A great but silent fervour burns in all Those simple folk who kneel, pathetic, dumb, And know that down below, beside the Rhine-- Cannon, horses, soldiers, flags in line-- With blare of trumpets, mighty armies come.
Suddenly, each knows fear;
Swift rumours pass, that every one must hear, The hostile banners blaze against the sky And by the embassies mobs rage and cry.
Now war has come, and peace is at an end.
On Paris town the German troops descend.
They are turned back, and driven to Champagne.
And now, as to so many weary men, The glorious temple gives them welcome, when It meets them at the bottom of the plain.
At once, they set their cannon in its way.
There is no gable now, nor wall That does not suffer, night and day, As shot and shell in crushing torrents fall.
The stricken tocsin quivers through the tower;
The triple nave, the apse, the lonely choir Are circled, hour by hour, With thundering bands of fire And Death is scattered broadcast among men.

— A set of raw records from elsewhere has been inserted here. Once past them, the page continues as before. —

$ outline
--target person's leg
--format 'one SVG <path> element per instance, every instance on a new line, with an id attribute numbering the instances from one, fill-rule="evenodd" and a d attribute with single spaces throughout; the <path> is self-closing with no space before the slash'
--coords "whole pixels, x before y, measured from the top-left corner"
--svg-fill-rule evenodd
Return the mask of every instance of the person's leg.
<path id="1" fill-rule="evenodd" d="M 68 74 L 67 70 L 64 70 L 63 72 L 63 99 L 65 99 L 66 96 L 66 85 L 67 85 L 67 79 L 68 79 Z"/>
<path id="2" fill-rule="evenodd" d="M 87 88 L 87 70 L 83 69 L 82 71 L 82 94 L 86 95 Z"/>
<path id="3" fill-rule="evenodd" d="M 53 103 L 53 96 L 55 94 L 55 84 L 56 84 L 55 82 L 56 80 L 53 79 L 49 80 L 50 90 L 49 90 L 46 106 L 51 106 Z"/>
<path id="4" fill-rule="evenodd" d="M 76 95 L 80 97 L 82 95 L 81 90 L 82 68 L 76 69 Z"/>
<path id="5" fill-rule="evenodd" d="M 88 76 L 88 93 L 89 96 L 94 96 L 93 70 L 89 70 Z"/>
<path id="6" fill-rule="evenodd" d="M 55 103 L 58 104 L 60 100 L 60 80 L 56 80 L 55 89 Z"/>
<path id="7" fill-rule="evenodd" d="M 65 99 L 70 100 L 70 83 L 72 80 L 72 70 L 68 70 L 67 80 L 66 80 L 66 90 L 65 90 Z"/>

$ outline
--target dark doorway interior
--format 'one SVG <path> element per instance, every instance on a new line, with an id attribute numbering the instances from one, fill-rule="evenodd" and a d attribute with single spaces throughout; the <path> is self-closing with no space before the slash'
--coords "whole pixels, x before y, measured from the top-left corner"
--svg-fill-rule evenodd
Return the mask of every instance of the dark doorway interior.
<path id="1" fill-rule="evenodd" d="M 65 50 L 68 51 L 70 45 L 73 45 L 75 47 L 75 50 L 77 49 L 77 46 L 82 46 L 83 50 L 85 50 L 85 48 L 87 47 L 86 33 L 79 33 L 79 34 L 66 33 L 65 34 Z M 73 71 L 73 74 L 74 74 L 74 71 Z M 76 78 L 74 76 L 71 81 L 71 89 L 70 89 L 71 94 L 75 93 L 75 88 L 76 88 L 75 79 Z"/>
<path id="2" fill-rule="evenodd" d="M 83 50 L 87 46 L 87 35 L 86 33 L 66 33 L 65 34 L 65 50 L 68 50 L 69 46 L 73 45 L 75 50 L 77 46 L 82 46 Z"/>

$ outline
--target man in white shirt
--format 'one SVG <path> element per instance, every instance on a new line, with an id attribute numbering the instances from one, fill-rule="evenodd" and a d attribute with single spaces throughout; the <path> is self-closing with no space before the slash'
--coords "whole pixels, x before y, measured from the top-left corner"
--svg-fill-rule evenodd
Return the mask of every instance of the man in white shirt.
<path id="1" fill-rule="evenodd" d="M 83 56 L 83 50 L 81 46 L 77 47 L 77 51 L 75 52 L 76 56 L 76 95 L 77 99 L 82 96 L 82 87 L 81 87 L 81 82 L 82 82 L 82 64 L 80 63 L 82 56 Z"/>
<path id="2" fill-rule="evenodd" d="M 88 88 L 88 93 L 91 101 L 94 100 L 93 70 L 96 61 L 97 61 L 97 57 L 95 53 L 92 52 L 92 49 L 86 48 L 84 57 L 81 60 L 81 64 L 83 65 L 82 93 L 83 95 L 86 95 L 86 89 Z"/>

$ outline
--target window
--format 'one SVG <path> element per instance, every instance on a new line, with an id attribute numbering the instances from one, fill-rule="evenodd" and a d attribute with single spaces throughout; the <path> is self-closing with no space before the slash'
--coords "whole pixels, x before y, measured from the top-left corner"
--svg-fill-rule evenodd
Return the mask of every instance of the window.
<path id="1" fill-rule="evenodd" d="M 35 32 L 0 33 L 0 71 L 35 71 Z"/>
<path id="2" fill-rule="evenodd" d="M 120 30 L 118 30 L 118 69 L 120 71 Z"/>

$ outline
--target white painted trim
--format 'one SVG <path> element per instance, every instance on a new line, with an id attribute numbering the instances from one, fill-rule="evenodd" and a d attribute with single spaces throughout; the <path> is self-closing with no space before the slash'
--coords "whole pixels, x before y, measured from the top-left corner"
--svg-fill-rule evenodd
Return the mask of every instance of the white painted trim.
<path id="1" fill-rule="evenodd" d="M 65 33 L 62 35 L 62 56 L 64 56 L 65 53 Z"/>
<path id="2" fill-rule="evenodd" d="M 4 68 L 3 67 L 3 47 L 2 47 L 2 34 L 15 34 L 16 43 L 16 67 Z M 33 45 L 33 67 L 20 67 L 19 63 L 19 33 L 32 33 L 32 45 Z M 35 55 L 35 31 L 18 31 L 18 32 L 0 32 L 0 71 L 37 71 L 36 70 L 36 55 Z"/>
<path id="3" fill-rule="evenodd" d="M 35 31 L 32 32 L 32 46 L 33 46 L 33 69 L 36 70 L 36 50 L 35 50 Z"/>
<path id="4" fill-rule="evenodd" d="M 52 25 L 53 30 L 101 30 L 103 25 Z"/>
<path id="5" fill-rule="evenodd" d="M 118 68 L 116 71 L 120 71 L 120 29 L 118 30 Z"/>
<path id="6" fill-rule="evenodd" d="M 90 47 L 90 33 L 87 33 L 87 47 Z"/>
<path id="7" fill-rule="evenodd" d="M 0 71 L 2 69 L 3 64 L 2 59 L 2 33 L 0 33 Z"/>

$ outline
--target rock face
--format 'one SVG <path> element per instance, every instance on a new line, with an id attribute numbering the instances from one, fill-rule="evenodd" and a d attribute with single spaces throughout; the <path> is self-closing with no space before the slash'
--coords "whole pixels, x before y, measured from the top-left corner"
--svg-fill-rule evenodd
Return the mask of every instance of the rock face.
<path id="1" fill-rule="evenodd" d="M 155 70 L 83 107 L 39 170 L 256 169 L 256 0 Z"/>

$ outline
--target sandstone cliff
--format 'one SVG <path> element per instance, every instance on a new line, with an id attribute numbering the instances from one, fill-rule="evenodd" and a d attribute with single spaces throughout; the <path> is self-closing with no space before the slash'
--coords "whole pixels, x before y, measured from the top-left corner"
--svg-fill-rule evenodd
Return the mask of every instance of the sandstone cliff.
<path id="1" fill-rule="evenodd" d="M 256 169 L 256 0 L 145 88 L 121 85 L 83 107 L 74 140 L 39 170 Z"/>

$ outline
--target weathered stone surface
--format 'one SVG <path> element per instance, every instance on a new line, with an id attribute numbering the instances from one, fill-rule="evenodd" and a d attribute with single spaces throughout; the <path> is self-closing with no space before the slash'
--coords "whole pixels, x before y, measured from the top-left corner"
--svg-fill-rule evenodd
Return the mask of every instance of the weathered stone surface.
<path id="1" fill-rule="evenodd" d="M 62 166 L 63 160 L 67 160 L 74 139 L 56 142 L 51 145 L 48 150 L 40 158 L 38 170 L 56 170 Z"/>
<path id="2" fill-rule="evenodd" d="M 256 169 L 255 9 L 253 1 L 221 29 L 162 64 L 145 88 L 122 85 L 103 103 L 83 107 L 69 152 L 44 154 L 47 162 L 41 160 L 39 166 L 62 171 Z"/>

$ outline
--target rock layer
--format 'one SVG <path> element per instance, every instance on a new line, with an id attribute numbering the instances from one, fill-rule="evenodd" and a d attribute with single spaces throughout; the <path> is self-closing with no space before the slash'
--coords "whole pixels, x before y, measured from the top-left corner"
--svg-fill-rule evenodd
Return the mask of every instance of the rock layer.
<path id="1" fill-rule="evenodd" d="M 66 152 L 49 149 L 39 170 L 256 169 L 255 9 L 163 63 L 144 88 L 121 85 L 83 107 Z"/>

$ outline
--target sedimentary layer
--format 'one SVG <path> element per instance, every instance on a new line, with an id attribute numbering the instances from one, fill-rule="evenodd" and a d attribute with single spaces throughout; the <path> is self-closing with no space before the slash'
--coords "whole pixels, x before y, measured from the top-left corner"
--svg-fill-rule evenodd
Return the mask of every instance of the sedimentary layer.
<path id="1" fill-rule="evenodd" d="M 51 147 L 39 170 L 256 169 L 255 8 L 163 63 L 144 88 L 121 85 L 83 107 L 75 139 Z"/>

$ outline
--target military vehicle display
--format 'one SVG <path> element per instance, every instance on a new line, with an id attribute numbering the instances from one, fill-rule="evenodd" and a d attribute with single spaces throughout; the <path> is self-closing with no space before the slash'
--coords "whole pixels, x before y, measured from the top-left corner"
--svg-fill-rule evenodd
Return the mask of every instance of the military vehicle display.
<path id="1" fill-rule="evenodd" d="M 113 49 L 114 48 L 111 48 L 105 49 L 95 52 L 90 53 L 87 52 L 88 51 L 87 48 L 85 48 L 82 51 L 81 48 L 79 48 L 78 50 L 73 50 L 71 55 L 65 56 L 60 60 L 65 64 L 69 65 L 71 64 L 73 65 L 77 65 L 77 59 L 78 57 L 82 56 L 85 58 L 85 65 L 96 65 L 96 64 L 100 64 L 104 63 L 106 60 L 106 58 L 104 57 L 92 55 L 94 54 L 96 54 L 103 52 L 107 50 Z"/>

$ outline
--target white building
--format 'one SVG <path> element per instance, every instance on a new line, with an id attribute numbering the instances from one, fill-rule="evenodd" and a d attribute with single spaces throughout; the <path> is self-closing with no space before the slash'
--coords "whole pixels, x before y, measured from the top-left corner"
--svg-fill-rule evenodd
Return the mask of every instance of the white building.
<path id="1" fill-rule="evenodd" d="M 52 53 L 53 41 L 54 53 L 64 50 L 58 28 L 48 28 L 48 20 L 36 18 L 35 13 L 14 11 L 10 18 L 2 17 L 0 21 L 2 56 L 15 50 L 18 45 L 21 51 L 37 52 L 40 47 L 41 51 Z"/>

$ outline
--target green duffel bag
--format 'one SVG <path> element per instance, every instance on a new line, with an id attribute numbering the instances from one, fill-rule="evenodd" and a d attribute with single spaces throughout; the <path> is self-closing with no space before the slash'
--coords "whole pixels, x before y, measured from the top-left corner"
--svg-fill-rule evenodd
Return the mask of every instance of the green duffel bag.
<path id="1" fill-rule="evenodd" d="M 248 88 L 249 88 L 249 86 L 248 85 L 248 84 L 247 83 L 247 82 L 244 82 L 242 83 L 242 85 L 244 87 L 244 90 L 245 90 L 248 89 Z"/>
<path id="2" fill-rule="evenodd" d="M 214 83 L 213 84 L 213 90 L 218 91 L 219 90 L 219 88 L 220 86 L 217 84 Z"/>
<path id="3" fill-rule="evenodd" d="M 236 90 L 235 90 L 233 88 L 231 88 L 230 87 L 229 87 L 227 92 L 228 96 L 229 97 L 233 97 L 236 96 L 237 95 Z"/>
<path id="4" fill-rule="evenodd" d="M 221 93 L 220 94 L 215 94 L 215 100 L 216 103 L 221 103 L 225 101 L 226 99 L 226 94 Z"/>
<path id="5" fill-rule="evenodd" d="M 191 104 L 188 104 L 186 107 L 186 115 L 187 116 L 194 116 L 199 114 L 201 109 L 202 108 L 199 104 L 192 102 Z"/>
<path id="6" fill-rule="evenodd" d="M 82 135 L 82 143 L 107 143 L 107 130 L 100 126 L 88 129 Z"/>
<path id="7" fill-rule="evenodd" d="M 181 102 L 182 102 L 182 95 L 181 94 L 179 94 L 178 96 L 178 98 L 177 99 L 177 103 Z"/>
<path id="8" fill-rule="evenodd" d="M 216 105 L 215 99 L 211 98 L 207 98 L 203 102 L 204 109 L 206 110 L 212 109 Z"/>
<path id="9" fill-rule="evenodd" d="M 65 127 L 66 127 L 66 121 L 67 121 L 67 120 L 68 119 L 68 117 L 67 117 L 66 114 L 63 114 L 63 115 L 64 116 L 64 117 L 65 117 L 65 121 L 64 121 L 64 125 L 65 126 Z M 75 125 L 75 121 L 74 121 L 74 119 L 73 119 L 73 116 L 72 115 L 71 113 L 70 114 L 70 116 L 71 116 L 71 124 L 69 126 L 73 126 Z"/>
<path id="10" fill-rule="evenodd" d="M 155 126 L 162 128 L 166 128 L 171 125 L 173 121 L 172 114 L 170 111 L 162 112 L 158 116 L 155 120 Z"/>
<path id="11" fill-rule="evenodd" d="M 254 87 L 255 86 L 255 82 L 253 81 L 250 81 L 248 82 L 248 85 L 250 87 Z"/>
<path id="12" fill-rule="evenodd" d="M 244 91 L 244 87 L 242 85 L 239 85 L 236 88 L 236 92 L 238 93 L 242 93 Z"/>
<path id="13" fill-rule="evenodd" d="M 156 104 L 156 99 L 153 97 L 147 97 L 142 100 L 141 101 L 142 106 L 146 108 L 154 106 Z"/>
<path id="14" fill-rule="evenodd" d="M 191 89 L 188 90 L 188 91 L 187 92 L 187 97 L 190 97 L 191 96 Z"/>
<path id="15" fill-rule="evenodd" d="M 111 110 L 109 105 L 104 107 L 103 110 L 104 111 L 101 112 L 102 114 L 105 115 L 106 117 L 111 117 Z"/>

And then That which was splendid with baptismal grace;
The stately arches soaring into space, The transepts, columns, windows gray and gold, The organ, in whose tones the ocean rolled, The crypts, of mighty shades the dwelling places, The Virgin's gentle hands, the Saints' pure faces, All, even the pardoning hands of Christ the Lord Were struck and broken by the wanton sword Of sacrilegious lust.
O beauty slain, O glory in the dust!
Strong walls of faith, most basely overthrown!
The crawling flames, like adders glistening Ate the white fabric of this lovely thing.
Now from its soul arose a piteous moan, The soul that always loved the just and fair.
Granite and marble loud their woe confessed, The silver monstrances that Popes had blessed, The chalices and lamps and crosiers rare Were seared and twisted by a flaming breath;
The horror everywhere did range and swell, The guardian Saints into this furnace fell, Their bitter tears and screams were stilled in death.
Around the flames armed hosts are skirmishing, The burning sun reflects the lurid scene;
The German army, fighting for its life, Rallies its torn and terrified left wing;
And, as they near this place The imperial eagles see Before them in their flight, Here, in the solemn night, The old cathedral, to the years to be Showing, with wounded arms, their own disgrace.